I normally would use other shaped cutters and colored frosting, but re-injured my shoulder while decorating the house and have taken a short cut this year.


1 cup shortening

1 cup sugar

2 eggs

1 teaspoon vanilla

2 3/4 cups flour

3/4 teaspoon salt

1/2 teaspoon baking powder

1/2 teaspoon baking soda

Cream shortening and sugar.  Beat in eggs and vanilla.  Blend in dry ingredients.  Chill at least 3 hours.  Roll out and cut with cookie cutters.  If you choose, you can sprinkle with colored sugar before baking, or frost after baked cookies have cooled.  Bake at 375 for 8-10 minutes.

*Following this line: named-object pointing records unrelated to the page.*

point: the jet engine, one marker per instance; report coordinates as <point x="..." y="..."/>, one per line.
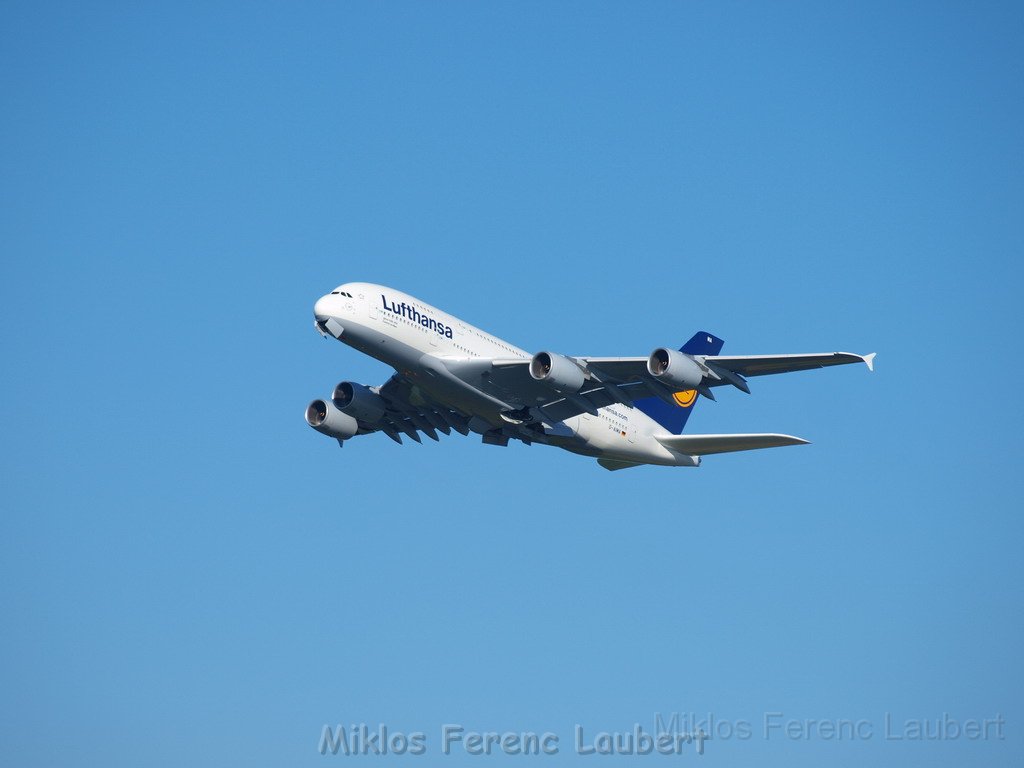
<point x="358" y="401"/>
<point x="326" y="419"/>
<point x="557" y="372"/>
<point x="674" y="369"/>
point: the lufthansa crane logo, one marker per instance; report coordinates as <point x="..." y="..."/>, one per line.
<point x="685" y="398"/>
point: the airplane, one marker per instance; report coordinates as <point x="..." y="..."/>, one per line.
<point x="625" y="412"/>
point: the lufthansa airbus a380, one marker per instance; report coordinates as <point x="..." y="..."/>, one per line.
<point x="623" y="411"/>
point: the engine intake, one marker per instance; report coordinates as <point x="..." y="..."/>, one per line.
<point x="674" y="369"/>
<point x="327" y="419"/>
<point x="358" y="401"/>
<point x="557" y="372"/>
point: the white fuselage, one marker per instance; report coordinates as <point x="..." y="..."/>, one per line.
<point x="399" y="330"/>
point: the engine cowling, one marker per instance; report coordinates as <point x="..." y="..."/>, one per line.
<point x="557" y="372"/>
<point x="358" y="401"/>
<point x="674" y="369"/>
<point x="326" y="419"/>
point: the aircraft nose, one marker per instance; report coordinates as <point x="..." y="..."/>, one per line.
<point x="322" y="309"/>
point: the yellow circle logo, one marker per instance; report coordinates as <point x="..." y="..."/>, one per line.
<point x="685" y="398"/>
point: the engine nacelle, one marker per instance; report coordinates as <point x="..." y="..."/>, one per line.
<point x="358" y="401"/>
<point x="557" y="372"/>
<point x="327" y="419"/>
<point x="674" y="369"/>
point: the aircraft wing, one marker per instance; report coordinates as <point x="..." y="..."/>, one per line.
<point x="409" y="414"/>
<point x="705" y="444"/>
<point x="610" y="380"/>
<point x="761" y="365"/>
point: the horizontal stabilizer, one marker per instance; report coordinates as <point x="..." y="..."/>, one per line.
<point x="704" y="444"/>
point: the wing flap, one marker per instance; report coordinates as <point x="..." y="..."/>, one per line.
<point x="761" y="365"/>
<point x="705" y="444"/>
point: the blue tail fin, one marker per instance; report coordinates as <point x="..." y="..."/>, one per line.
<point x="674" y="418"/>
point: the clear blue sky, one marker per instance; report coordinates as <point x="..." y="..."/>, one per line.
<point x="189" y="576"/>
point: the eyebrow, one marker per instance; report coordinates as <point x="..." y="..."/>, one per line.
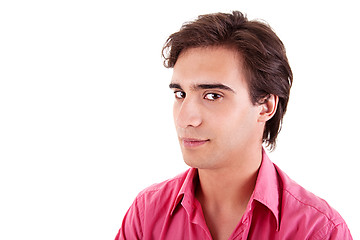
<point x="204" y="86"/>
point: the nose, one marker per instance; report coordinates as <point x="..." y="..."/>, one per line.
<point x="187" y="113"/>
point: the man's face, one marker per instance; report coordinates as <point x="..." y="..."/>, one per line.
<point x="215" y="120"/>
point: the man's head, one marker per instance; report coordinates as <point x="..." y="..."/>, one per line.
<point x="260" y="54"/>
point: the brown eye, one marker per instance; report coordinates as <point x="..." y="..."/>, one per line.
<point x="179" y="95"/>
<point x="212" y="96"/>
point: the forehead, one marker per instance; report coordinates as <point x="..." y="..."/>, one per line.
<point x="209" y="65"/>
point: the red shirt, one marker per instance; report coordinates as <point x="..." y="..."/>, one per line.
<point x="278" y="209"/>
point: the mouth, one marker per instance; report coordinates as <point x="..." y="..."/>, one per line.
<point x="193" y="142"/>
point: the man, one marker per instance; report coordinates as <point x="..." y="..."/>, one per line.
<point x="231" y="81"/>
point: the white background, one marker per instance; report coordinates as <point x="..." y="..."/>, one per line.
<point x="86" y="113"/>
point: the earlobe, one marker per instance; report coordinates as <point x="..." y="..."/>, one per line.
<point x="268" y="108"/>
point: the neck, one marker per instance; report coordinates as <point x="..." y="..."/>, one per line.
<point x="229" y="188"/>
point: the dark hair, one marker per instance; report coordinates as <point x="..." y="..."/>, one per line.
<point x="263" y="53"/>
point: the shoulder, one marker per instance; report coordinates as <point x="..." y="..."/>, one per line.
<point x="306" y="210"/>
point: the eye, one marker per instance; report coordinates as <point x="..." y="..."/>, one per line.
<point x="179" y="94"/>
<point x="212" y="96"/>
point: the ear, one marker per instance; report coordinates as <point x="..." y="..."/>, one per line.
<point x="268" y="108"/>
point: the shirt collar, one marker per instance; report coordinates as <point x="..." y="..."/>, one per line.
<point x="266" y="188"/>
<point x="187" y="189"/>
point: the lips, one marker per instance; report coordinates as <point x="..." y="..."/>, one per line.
<point x="193" y="142"/>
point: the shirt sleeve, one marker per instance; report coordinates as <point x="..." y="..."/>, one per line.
<point x="340" y="232"/>
<point x="132" y="224"/>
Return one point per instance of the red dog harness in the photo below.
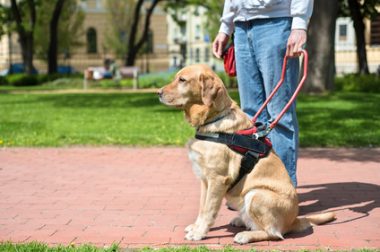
(253, 143)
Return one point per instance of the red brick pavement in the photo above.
(146, 196)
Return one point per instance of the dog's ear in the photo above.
(213, 92)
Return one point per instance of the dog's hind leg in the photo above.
(253, 236)
(237, 222)
(201, 203)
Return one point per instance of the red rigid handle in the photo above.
(302, 81)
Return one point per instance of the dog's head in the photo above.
(198, 91)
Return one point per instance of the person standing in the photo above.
(264, 32)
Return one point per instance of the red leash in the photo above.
(302, 81)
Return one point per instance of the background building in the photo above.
(188, 39)
(94, 51)
(345, 45)
(178, 42)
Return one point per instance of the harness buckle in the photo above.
(262, 133)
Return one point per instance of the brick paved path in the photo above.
(145, 197)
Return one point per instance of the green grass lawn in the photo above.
(41, 247)
(138, 119)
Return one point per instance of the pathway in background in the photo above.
(146, 196)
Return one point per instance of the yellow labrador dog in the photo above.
(265, 198)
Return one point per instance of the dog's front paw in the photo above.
(237, 222)
(242, 238)
(194, 236)
(190, 228)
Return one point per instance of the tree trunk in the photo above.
(53, 44)
(134, 47)
(26, 39)
(361, 51)
(321, 46)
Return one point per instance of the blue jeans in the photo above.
(260, 47)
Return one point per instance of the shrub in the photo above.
(3, 80)
(358, 83)
(19, 80)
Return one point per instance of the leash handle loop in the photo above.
(281, 81)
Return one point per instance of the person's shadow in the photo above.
(356, 196)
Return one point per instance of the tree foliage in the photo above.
(70, 28)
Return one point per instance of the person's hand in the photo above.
(296, 41)
(219, 44)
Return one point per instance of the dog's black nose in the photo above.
(159, 93)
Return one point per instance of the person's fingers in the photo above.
(219, 44)
(290, 48)
(215, 48)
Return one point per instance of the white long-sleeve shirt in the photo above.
(244, 10)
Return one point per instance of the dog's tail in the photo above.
(302, 223)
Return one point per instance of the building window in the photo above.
(92, 46)
(343, 32)
(375, 31)
(207, 54)
(150, 42)
(197, 55)
(197, 32)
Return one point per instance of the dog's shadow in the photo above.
(358, 197)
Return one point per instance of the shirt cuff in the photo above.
(299, 23)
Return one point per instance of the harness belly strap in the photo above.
(251, 149)
(243, 141)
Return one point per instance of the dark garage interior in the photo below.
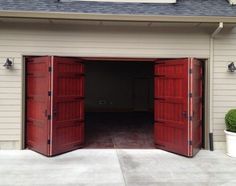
(119, 104)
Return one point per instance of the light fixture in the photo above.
(8, 64)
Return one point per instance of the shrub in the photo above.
(230, 120)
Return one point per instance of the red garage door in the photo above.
(55, 104)
(178, 106)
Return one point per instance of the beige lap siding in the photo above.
(130, 40)
(224, 83)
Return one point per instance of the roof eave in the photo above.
(113, 17)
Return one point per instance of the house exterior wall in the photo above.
(107, 40)
(224, 85)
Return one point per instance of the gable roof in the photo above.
(181, 8)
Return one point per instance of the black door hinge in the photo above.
(190, 118)
(190, 142)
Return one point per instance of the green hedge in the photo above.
(230, 120)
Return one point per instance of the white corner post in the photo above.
(211, 74)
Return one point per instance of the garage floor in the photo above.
(112, 167)
(126, 130)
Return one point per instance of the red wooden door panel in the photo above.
(196, 106)
(171, 105)
(68, 105)
(37, 104)
(177, 97)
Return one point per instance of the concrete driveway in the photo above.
(105, 167)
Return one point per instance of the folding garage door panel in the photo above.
(171, 105)
(68, 105)
(38, 104)
(196, 106)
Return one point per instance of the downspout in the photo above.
(211, 66)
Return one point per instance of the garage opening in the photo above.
(112, 103)
(119, 104)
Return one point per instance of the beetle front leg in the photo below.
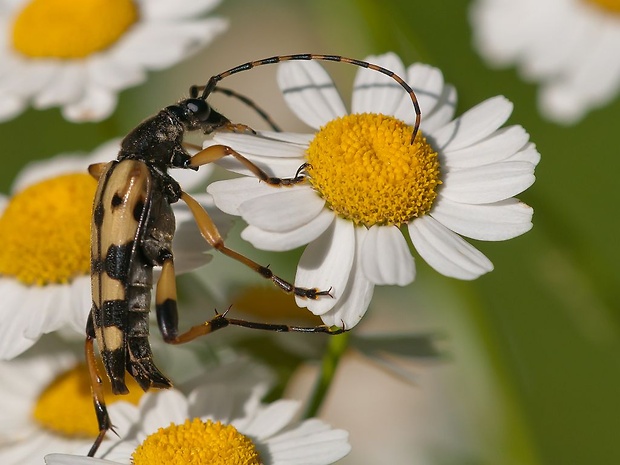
(103, 419)
(217, 152)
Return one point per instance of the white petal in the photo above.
(166, 11)
(272, 418)
(296, 138)
(230, 194)
(443, 113)
(66, 459)
(326, 264)
(283, 210)
(311, 443)
(488, 222)
(281, 241)
(352, 306)
(445, 251)
(488, 183)
(114, 74)
(310, 92)
(66, 87)
(160, 408)
(385, 257)
(96, 104)
(374, 92)
(473, 125)
(528, 154)
(159, 45)
(11, 106)
(499, 146)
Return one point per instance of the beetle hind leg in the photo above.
(103, 419)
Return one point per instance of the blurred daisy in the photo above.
(215, 424)
(569, 46)
(46, 404)
(368, 185)
(79, 55)
(45, 258)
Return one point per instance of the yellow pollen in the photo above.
(45, 231)
(369, 172)
(612, 6)
(196, 443)
(69, 29)
(65, 407)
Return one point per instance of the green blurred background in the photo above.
(533, 375)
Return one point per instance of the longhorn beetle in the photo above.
(133, 226)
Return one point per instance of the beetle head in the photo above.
(196, 113)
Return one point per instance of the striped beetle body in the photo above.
(133, 226)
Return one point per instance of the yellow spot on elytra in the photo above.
(45, 231)
(68, 29)
(65, 407)
(612, 6)
(196, 443)
(369, 172)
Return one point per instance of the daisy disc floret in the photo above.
(368, 186)
(369, 172)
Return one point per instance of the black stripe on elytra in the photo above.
(137, 210)
(98, 213)
(116, 201)
(117, 260)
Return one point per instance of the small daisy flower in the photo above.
(215, 424)
(368, 186)
(46, 403)
(45, 258)
(79, 55)
(569, 46)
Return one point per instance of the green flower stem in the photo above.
(335, 349)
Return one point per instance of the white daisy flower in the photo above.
(215, 424)
(79, 55)
(46, 405)
(569, 46)
(368, 185)
(45, 258)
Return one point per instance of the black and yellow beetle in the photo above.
(132, 230)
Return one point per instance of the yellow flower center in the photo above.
(65, 407)
(45, 231)
(196, 443)
(71, 29)
(369, 172)
(612, 6)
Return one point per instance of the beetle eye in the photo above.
(199, 108)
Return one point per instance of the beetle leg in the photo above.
(212, 236)
(167, 314)
(103, 419)
(216, 152)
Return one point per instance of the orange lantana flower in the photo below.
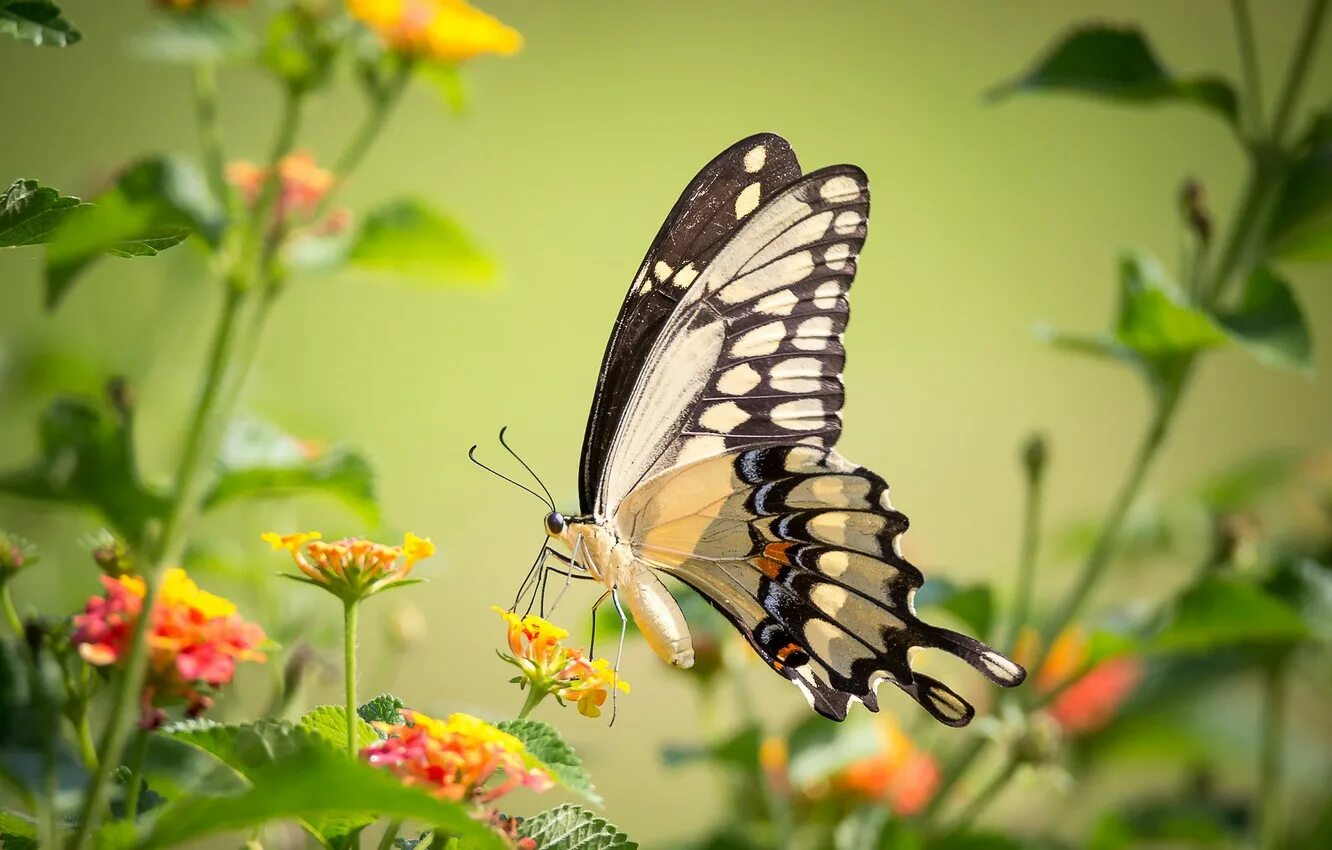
(352, 568)
(448, 31)
(195, 640)
(550, 668)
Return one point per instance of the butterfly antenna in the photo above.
(550, 500)
(472, 456)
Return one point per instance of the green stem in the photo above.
(1252, 97)
(11, 613)
(1299, 69)
(1271, 821)
(987, 796)
(136, 769)
(390, 832)
(349, 610)
(534, 697)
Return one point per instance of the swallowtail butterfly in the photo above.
(709, 453)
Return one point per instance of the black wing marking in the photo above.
(798, 548)
(707, 213)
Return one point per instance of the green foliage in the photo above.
(257, 460)
(329, 722)
(1119, 64)
(87, 458)
(1220, 612)
(409, 237)
(573, 828)
(36, 21)
(31, 212)
(1270, 323)
(199, 36)
(155, 204)
(548, 749)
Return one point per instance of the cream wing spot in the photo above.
(723, 417)
(738, 380)
(747, 200)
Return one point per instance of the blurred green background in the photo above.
(986, 220)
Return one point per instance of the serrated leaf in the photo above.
(195, 36)
(382, 709)
(259, 460)
(409, 237)
(36, 21)
(573, 828)
(87, 458)
(155, 204)
(548, 749)
(1119, 64)
(1220, 612)
(31, 212)
(1270, 324)
(329, 722)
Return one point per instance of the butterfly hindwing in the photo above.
(711, 208)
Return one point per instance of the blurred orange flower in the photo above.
(902, 776)
(454, 758)
(1087, 698)
(448, 31)
(303, 184)
(352, 568)
(195, 638)
(550, 668)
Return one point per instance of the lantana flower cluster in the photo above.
(460, 758)
(352, 568)
(195, 640)
(449, 31)
(550, 668)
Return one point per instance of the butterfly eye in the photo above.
(554, 524)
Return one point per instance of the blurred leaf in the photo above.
(382, 709)
(573, 828)
(199, 35)
(259, 460)
(1270, 323)
(1119, 64)
(1226, 612)
(311, 785)
(36, 21)
(409, 237)
(155, 204)
(973, 605)
(548, 750)
(1302, 225)
(31, 212)
(329, 722)
(88, 460)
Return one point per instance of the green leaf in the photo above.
(573, 828)
(31, 212)
(1227, 612)
(384, 709)
(259, 460)
(196, 36)
(155, 204)
(36, 21)
(1270, 323)
(548, 750)
(974, 605)
(88, 460)
(409, 237)
(311, 785)
(1119, 64)
(329, 722)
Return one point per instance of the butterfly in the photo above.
(709, 453)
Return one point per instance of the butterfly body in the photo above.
(710, 457)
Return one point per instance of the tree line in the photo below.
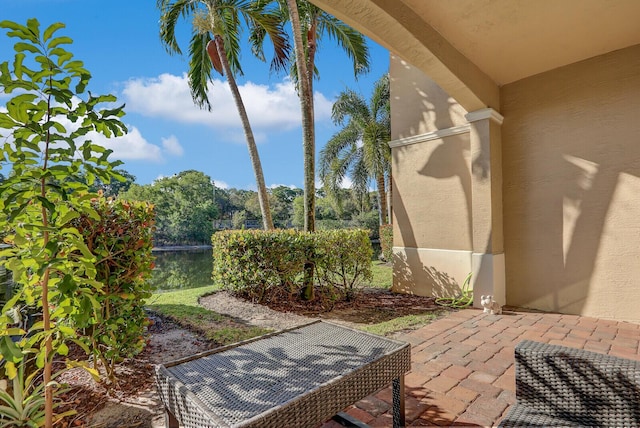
(216, 27)
(190, 207)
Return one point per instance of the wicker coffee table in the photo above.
(293, 378)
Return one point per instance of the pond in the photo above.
(182, 269)
(190, 268)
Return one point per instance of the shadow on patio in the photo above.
(463, 372)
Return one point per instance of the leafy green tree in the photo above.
(215, 43)
(184, 206)
(44, 130)
(114, 187)
(309, 24)
(360, 149)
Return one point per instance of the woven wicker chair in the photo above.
(560, 386)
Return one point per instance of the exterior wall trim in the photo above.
(485, 113)
(429, 136)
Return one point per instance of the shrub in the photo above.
(386, 241)
(342, 261)
(254, 262)
(120, 240)
(263, 264)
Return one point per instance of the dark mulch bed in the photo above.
(371, 305)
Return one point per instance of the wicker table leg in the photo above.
(398, 402)
(170, 421)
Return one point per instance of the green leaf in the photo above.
(34, 26)
(21, 47)
(10, 350)
(10, 367)
(63, 349)
(59, 41)
(52, 29)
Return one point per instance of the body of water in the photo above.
(181, 269)
(190, 267)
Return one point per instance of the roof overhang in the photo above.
(472, 47)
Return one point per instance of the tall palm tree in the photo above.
(309, 25)
(215, 43)
(360, 148)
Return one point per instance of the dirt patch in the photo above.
(135, 402)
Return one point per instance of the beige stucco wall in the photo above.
(418, 105)
(571, 169)
(431, 182)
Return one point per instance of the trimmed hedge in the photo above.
(386, 241)
(263, 265)
(121, 242)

(This recipe comes from a 1975 Wilton instruction booklet and makes 3 1/2 cups of frosting)

1/2 cup butter or margarine

1/2 cup solid vegetable shortening

1/8 teaspoon salt

1 1/2 teaspoons vanilla

5 cups confectioner’s sugar  (there are 4 cups to a pound)

1/4 cup and 1 tablespoon milk.

Cream butter and shortening in a large mixing bowl using an electric mixer.  Add vanilla and salt.  Gradually add sugar one cup at a time, beating well after each addition.  Add milk and beat at high speed until light and fluffy.

I find with my small hand mixer, it is difficult to mix all the sugar in as the consistency is too stiff for the mixer to handle well.  If this happens, I add the milk after two or three cups of sugar, mix it well and then add the remaining sugar.